The Plaintiffs are a certified class of noncitizens (ICE’s term) who were or are detained in the Buffalo Federal Detention Facility, which is operated by Akima Global Services ( “AGS”), a for-profit corporation. The Plaintiffs allege that, not only were they forced to work for AGS in violation of the Trafficking Victims Protection Reauthorization Act (“TVPRA”), but that, in violation of New York Labor Law and Federal Labor Standards Act, they were paid a whopping $1.00 per day, and that this served to unjustly enrich Defendant.  

Defendant moved for summary judgment on all of Plaintiffs’ claims. On the TVPRA, Defendant claimed that Plaintiffs were not held in involuntary servitude “threatened with or subjected to serious harm or any other coercion,” and Plaintiffs “cannot prove that Defendant knowingly coerced their labor.” WOW is that not an argument I would want to present to the judge. The Court was not impressed with Defendant’s arguments, and noted that Plaintiffs submitted declarations from detainees who claimed they were  subject to collective punishment including a housing-unit wide “shakedown” by dozens of Defendant’s officers while Defendant’s supervisory officer claimed that he did not recall the specifics of that event.  

Defendant argued that Plaintiffs’ New York State Labor Law and FLSA claims should be dismissed because Plaintiffs were not “employees” and, therefore, not within the protections of those laws. Here, Defendant relied on case law addressing the application of New York State Labor Law to prisoners. In denying the Defendant’s motion, the Court noted that Defendant’s reliance on case law concerning the labor law’s application to prisoners in prisons is not persuasive when it comes to the labor law’s application to detainees in detention centers.  Furthermore, the Court cited to Plaintiffs’ argument that:

AGS’s supervision of the V[oluntary] W[ork] P[rogram, wherein a detainee may “volunteer” to work in order to earn money for her or his commissary] clearly evinces the control of an employer.  AGS assigns detainees their jobs and determines workers’ shifts. . . . It provides job training to detainee workers. . . . AGS maintains records of which detainees performed which jobs on each day. . . . AGS staff supervise detainee workers to ensure they perform their job adequately and they can fire detainees for poor performance. . . . AGS provides detainees with the materials and supplies they need to perform their jobs. . . . AGS pays detainees by depositing pay directly into workers’ commissary accounts and keeps records of those payments. . . . AGS determined that detainees would be paid $1 per day of work and no more than $5 per week, regardless of the number of hours or days worked. . . . In short, AGS controls all aspects of VWP participants’ job performance, from hiring, training, and supervising to setting pay policies and depositing funds into workers’ accounts. 

Finally, the Court addressed Defendant’s motion for summary judgment against Plaintiffs’ claim for unjust enrichment, wherein Plaintiffs essentially argued that Defendant was becoming rich off of Plaintiffs’ slave labor.
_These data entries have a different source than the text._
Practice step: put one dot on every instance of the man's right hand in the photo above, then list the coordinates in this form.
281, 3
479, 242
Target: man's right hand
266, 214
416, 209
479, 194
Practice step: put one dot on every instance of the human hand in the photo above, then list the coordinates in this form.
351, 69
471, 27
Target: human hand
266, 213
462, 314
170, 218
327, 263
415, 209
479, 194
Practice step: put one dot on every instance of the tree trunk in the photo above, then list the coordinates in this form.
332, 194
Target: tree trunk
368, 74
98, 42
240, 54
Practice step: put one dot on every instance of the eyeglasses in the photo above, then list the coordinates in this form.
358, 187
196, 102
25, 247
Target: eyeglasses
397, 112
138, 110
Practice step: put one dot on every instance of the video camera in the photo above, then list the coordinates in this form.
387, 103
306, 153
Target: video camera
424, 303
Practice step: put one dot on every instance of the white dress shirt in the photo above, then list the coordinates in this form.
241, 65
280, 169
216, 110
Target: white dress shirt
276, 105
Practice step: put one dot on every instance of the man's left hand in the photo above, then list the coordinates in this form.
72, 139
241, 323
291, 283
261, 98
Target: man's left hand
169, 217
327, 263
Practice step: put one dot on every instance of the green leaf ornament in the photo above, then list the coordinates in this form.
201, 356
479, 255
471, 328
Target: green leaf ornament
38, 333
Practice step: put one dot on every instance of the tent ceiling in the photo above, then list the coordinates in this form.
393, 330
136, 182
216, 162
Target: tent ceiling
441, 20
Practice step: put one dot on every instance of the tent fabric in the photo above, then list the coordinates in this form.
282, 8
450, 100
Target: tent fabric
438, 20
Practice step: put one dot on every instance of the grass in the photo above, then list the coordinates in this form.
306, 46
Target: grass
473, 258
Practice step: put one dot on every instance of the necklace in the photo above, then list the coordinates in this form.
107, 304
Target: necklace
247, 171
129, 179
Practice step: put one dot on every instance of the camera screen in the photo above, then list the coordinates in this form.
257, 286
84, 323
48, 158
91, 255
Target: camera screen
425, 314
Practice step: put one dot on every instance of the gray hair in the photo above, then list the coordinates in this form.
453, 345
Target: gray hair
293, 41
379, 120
Defendant argued that Plaintiffs’ unjust enrichment claims failed because Plaintiffs have not demonstrated that any of their labor directly benefitted Defendant, in part because the Contract did not obligate Defendant to provide various services which detainees performed.  The Court found this argument contrary to contemporaneous documents in the Court record, noting specifically that Defendant’s President and corporate representative testified during a deposition that, in essence, that AGS relied on the detainees working in the kitchen to make AGS profitable. Please recall that these detainees were paid $1.00 per day; that’s 12.5 cents per hour for an 8 hour work day, and less if they worked more. 

Take a moment to re-read the foregoing paragraph. In other words, these detainees are human beings who are forced to work for ONE DOLLAR A DAY so a corporation can make a profit.  Consider that this is happening in America today. (And before you scoff that “this couldn’t ever happen to me – I’m an American citizen!” please be aware that over 170 American citizens have been detained by ICE at raids and protests. Furthermore, United States Army veterans have been injured and arrested at protests against ICE.)

The Thirteenth Amendment prohibits slavery or involuntary servitude in the United States, yet detainees, who haven’t been convicted of a crime, are literally forced to work for $1.00 per day so a corporation can make money.  If that isn’t involuntary servitude, I don’t know what is.